Kuang, Xiaohan; Liu, Yunchao Lance; Lin, Xiaobo; Spencer-Smith, Jesse; Derr, Tyler; Wu, Yinghao; Bitter, Hans; Hu, Yongbo; Meiler, Jens; & Su, Zhaoqian. (2025). Superwater as a generative AI framework to predict water molecule positions on protein structures. Communications Chemistry, 8(1), 397. https://doi.org/10.1038/s42004-025-01789-4
Water molecules are essential for keeping proteins structurally stable and for enabling proteins to interact with other molecules. Accurately predicting where water molecules are located around a protein is important for understanding protein function and has major implications for protein engineering and drug discovery. This study introduces SuperWater, a new generative artificial intelligence framework designed to predict water molecule positions around protein structures with high accuracy. SuperWater combines a score-based diffusion model, which learns how molecular structures are formed and refined, with equivariant graph neural networks, which are neural networks designed to respect the three-dimensional shape and physical symmetry of proteins. By using both approaches together, SuperWater can more precisely model how water molecules arrange themselves around proteins. The method outperforms existing approaches, achieving state-of-the-art results in crystal water coverage, meaning how well it recovers water molecules seen in experimental crystal structures, as well as prediction precision. On average, SuperWater predicts water positions within 0.3 plus or minus 0.06 angstroms of experimentally measured locations. The framework is demonstrated in examples involving protein hydration, protein ligand binding, and protein-protein interaction sites. Overall, SuperWater is a flexible tool that can be applied to many areas, including structural biology, binding site prediction, multi-body docking, and water-mediated drug design.

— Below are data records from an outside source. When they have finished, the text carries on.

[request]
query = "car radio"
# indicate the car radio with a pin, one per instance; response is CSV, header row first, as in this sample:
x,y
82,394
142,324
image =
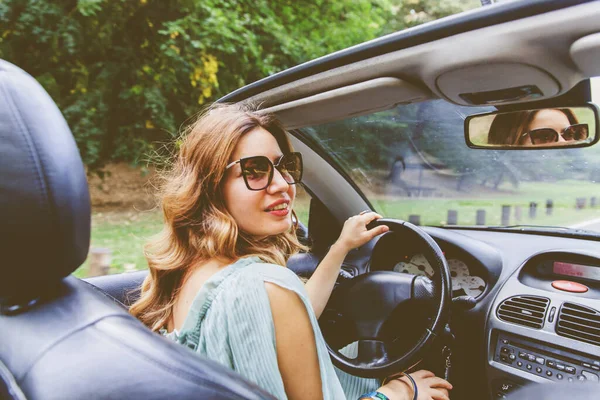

Fig. 1: Precision-coverage trade-off for the three methods.
Comparison of SuperWater (blue), HydraProt (orange), and GalaxyWater-CNN (green) in predicting water molecule positions at two matching radius: a 1.0 Å and b 0.5 Å. Precision is the fraction of predicted waters matching experimental waters within the given radius; coverage is the fraction of experimental waters matched by predictions. Curves are obtained by varying each model’s internal confidence probability threshold (cap).